The Tribunal was also not satisfied that Webster was required to remain in Canada to look after her then 82-year-old mother, and her 33-year-old daughter who she said was suffering from depression and insomnia due to her prolonged absence from Canada since 2004 and always being worried about the safety of her mother. Also, the tribunal found that there was no medical information on file suggesting Webster’s daughter would suffer some mental health prejudice if the appeal is dismissed. Webster, according to the Tribunal, failed to produce evidence that she had been searching for a job.

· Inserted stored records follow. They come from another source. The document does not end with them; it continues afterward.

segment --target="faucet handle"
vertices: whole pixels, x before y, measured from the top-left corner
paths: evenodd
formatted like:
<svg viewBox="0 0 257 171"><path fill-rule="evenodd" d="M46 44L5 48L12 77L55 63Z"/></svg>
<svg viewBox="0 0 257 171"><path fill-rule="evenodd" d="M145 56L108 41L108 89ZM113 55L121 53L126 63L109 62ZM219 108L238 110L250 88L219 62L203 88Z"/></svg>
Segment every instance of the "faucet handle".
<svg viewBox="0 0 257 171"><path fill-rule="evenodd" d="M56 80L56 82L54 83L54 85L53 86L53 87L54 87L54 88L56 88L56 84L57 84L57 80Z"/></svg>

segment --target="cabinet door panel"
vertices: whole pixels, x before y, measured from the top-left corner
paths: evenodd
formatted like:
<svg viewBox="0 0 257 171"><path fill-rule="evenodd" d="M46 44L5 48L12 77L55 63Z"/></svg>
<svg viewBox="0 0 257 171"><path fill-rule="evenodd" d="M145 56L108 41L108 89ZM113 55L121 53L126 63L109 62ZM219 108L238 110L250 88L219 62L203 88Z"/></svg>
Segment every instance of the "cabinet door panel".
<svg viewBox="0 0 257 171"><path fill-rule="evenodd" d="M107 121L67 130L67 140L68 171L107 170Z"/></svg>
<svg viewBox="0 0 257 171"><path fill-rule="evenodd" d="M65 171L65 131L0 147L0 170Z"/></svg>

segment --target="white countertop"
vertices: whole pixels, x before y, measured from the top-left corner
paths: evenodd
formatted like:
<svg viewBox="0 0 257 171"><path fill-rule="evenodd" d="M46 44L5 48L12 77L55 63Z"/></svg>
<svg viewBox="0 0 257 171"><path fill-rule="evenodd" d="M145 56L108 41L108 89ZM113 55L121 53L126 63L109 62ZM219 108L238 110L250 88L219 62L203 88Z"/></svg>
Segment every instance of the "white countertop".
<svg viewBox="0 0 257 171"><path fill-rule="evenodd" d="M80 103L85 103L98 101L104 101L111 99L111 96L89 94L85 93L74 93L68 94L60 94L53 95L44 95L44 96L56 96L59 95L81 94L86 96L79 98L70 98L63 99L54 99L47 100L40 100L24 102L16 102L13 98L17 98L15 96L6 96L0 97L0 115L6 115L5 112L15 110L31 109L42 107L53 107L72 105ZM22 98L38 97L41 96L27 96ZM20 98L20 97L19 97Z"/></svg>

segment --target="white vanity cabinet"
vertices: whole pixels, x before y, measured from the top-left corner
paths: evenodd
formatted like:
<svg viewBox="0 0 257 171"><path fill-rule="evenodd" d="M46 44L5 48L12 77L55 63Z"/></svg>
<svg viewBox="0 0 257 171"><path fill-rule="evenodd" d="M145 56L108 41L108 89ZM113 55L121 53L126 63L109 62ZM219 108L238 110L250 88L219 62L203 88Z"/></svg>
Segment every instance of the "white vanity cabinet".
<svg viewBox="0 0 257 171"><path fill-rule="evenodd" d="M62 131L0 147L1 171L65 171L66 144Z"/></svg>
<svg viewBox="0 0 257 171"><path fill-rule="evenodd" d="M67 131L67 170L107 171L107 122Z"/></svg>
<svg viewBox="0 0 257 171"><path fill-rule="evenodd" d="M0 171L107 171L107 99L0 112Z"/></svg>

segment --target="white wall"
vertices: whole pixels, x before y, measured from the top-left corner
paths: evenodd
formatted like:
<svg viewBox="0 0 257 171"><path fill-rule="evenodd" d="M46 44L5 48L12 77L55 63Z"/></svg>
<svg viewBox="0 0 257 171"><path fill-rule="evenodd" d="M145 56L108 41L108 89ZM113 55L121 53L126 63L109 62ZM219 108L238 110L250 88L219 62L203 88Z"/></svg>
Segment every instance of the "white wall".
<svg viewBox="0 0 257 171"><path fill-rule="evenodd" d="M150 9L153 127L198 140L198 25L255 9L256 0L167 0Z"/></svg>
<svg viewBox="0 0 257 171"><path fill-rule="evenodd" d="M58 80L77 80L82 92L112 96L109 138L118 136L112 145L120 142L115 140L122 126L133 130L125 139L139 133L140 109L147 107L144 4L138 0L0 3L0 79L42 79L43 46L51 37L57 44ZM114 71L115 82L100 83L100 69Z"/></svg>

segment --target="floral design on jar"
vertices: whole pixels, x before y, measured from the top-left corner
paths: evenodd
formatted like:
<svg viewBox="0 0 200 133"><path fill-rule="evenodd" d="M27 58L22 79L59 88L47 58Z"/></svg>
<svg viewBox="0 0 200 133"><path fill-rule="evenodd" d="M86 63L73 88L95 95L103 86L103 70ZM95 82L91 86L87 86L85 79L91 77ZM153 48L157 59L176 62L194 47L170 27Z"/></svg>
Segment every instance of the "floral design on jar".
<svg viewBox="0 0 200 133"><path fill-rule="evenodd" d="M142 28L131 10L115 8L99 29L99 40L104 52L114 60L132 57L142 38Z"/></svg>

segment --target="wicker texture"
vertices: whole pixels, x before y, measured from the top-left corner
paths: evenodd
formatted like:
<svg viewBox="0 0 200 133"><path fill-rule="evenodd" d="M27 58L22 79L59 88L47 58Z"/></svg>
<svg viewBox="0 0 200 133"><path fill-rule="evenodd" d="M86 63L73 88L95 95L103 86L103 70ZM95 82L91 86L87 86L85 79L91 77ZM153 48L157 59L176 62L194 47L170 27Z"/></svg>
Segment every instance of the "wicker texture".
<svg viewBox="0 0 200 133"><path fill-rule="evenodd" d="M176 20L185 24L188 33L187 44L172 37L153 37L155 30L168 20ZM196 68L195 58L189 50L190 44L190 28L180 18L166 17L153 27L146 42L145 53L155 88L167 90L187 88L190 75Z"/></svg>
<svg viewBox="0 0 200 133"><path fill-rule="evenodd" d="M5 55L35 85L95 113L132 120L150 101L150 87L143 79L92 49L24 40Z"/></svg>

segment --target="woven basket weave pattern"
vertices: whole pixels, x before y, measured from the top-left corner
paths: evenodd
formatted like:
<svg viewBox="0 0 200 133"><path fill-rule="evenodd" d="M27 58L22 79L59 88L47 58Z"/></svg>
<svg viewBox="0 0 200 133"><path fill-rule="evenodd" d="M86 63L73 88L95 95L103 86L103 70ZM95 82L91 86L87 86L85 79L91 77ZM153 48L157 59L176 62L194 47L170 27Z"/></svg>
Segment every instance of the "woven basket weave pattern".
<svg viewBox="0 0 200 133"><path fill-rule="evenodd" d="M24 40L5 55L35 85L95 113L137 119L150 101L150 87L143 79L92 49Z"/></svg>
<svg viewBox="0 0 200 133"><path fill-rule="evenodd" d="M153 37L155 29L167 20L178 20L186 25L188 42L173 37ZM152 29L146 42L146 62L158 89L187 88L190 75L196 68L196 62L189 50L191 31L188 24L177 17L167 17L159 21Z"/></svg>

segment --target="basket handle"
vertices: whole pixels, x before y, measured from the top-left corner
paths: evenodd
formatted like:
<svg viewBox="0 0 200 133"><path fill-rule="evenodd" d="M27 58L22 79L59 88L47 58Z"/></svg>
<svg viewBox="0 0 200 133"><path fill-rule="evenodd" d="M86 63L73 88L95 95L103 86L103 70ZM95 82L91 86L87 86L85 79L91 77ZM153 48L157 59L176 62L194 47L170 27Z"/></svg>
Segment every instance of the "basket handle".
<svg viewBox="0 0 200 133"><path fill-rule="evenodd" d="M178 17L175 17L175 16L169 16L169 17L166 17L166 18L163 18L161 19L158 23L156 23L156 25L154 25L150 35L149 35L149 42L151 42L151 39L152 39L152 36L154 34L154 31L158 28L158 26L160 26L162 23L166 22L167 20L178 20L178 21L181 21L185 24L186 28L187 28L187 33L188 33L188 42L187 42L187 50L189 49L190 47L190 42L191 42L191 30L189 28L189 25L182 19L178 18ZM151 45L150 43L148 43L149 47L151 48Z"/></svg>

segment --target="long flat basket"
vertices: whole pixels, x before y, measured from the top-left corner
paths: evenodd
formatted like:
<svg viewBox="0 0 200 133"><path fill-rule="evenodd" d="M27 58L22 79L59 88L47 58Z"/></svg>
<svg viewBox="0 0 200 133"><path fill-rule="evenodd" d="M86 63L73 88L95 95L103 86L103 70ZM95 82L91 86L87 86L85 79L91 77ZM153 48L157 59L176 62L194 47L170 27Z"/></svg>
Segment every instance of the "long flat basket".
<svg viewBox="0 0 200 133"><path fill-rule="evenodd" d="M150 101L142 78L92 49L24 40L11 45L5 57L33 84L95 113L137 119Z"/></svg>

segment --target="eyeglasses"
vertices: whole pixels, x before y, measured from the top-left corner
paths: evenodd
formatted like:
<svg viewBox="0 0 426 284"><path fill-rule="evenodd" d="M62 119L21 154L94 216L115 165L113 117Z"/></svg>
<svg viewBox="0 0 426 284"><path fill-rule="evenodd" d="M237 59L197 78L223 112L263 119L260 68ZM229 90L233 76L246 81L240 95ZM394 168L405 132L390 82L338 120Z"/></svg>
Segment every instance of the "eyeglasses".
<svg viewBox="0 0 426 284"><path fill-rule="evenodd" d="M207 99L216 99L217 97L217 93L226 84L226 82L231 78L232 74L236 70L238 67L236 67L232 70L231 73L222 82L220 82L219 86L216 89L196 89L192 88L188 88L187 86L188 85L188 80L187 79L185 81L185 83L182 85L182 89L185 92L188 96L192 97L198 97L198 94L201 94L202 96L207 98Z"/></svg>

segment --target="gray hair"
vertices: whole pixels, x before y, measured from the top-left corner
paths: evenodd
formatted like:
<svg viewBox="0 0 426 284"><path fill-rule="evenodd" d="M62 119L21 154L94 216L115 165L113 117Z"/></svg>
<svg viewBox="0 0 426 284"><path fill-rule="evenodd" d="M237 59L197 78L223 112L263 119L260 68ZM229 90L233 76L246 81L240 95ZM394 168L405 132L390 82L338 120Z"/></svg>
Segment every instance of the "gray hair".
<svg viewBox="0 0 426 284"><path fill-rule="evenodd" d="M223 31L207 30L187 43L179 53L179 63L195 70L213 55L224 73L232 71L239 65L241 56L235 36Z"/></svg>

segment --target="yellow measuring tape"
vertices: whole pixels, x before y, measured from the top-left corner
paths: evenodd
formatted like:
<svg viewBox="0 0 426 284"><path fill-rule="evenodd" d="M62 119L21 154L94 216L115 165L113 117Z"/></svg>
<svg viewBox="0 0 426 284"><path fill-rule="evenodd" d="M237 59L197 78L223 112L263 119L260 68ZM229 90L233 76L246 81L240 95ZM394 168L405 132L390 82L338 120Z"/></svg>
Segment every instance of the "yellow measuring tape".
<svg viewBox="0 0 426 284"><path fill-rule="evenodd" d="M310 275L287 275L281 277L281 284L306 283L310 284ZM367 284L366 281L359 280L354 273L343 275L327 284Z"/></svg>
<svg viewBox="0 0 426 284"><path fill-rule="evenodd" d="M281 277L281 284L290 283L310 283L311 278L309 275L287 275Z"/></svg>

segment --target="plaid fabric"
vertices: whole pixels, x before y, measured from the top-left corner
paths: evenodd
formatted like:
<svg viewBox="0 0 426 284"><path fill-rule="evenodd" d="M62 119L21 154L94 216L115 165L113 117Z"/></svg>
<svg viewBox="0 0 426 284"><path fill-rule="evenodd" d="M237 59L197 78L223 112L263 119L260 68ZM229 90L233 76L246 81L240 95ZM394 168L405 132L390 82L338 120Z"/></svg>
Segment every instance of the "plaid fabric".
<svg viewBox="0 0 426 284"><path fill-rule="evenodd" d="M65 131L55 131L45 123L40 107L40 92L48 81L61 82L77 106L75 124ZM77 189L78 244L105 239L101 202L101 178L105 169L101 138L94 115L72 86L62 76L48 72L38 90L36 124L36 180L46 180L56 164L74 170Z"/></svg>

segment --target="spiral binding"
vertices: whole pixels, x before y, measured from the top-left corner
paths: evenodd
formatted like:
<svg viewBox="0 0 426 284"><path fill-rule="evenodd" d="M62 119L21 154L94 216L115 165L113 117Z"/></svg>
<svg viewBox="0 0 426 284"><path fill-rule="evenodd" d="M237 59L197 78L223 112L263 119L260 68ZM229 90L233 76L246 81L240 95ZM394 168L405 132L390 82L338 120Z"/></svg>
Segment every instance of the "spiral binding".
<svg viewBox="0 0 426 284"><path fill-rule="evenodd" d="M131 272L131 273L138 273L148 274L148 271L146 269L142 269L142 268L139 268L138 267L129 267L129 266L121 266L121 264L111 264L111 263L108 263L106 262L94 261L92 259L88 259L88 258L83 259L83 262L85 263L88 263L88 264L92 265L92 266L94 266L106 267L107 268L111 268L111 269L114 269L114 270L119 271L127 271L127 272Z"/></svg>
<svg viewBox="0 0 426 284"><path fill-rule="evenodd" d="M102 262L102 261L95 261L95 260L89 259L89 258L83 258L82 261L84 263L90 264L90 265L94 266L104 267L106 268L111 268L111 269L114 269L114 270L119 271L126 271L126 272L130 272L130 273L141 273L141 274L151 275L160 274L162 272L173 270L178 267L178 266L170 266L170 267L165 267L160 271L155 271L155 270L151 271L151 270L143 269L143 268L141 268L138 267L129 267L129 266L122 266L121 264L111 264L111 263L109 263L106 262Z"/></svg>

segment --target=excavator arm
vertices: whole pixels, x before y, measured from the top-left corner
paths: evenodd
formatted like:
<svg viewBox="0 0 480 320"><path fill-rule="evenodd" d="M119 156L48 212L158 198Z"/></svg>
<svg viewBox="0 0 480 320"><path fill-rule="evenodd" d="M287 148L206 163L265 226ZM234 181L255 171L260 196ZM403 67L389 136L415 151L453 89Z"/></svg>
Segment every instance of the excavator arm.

“I don’t believe she will suffer undue hardship if the appeal is dismissed even if she will be upset. The appellant’s mother is 82 and she lives in a condo with her granddaughter. There is no evidence suggesting her living circumstances will change if the appeal is dismissed.

She likely will suffer from the loss of the care and companionship of her daughter but she will continue to live with her granddaughter and has two other children in Canada. There is insufficient evidence to conclude she would suffer undue hardship,” said Vachon.

The Tribunal also frowned on Webster’s contention that at 57 years old, she could not be sponsored by her mother, siblings or child and so achieving residency status once again would be impossible and even a super visa would not allow her to put down roots in Canada.

“The appellant is highly educated and qualified and she is familiar with life in Guyana. She chose to remain in Guyana up to 2015 and she thrived in her country. The fact her immigration will be complicated by the fact she waited until nearing retirement to immigrate to Canada is simply the consequence of the appellant’s decisions.

The loss of the benefits of being a permanent resident of Canada is not undue hardship. Especially not when it is directly linked to the appellant’s freely taken decisions and choices. The hardship the appellant, her daughter and her mother will experience does not rise to undue hardship. This is a negative factor,” Vachon stated.